Red blood cells are amazingly deformable structures able to recover their initial shape even after large deformations as when passing through tight blood capillaries. The reason for this exceptional property is found in the composition of the membrane and the membrane-cytoskeleton interaction. We investigate the mechanics and the dynamics of RBCs by a unique noninvasive technique, using weak optical tweezers to measure membrane fluctuation amplitudes with mus temporal and sub nm spatial resolution. This enhanced edge detection method allows to span over >4 orders of magnitude in frequency.

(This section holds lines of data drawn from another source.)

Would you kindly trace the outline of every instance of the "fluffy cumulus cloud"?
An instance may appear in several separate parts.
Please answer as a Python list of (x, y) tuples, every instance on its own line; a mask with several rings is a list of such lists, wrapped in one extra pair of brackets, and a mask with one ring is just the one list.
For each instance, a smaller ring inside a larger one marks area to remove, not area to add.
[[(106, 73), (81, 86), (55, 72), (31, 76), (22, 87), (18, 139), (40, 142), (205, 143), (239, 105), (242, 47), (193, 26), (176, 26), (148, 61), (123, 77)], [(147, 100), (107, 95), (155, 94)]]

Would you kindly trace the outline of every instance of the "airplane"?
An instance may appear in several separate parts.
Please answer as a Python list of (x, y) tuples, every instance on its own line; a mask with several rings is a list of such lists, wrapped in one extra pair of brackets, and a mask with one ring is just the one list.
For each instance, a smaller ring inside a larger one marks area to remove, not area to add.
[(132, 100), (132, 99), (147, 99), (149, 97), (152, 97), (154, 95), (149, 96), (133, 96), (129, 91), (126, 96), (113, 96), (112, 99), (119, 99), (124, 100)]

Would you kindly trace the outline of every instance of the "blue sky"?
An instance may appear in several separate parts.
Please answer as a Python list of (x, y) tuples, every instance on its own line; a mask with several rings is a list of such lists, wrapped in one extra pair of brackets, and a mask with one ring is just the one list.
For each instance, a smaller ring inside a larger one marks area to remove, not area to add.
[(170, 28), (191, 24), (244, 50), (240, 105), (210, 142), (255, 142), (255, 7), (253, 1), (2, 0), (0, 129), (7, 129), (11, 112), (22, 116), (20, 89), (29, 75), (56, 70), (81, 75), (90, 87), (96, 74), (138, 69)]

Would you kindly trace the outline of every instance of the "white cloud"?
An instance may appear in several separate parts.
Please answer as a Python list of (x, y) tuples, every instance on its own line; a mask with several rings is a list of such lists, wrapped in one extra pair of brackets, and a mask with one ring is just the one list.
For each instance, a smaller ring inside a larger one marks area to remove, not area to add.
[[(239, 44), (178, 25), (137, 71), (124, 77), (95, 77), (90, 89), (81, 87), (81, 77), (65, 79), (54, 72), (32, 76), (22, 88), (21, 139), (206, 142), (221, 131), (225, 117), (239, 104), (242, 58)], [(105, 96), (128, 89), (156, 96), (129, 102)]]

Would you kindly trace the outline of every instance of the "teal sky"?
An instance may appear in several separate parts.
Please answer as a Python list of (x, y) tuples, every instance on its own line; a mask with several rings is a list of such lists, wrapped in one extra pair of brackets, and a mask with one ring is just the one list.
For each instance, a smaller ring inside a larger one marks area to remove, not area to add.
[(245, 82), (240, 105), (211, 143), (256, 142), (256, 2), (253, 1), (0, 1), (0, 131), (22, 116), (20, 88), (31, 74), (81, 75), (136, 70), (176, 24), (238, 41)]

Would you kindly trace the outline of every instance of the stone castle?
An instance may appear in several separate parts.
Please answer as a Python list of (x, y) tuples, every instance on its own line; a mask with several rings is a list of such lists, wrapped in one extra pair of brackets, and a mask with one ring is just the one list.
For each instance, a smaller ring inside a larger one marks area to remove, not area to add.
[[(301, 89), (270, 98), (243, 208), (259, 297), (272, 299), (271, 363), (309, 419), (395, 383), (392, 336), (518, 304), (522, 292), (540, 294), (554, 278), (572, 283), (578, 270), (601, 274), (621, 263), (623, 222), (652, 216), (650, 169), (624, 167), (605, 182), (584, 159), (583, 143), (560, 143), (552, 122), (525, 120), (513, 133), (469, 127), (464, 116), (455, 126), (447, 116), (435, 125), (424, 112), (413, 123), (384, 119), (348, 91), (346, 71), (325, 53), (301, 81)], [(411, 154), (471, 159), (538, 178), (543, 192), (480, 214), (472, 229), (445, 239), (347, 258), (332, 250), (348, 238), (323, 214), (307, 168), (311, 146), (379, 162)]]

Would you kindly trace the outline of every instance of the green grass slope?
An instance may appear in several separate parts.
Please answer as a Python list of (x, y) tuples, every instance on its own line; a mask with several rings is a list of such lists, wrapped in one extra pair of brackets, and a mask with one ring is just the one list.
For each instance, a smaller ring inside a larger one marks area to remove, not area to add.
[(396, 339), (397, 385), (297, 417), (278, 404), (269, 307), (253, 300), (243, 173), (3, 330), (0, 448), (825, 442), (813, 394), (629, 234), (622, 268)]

Hence, we can simultaneously measure red blood cell membrane mechanical properties such as bending modulus kappa = 2.8 +/- 0.3 x 10(-19)J = 67.6 +/- 7.2 k(B)T, tension sigma = 6.5 +/- 2.1 x 10(-7)N/m, and an effective viscosity eta(eff) = 81 +/- 3.7 x 10(-3) Pa s that suggests unknown dissipative processes. We furthermore show that cell mechanics highly depends on the membrane-spectrin interaction mediated by the phosphorylation of the interconnection protein 4.1R. Inhibition and activation of this phosphorylation significantly affects tension and effective viscosity. Our results show that on short time scales (slower than 100 ms) the membrane fluctuates as in thermodynamic equilibrium. At time scales longer than 100 ms, the equilibrium description breaks down and fluctuation amplitudes are higher by 40% than predicted by the membrane equilibrium theory. Possible explanations for this discrepancy are influences of the spectrin that is not included in the membrane theory or nonequilibrium fluctuations that can be accounted for by defining a nonthermal effective energy of up to E(eff) = 1.4 +/- 0.1 k(B)T, that corresponds to an actively increased effective temperature.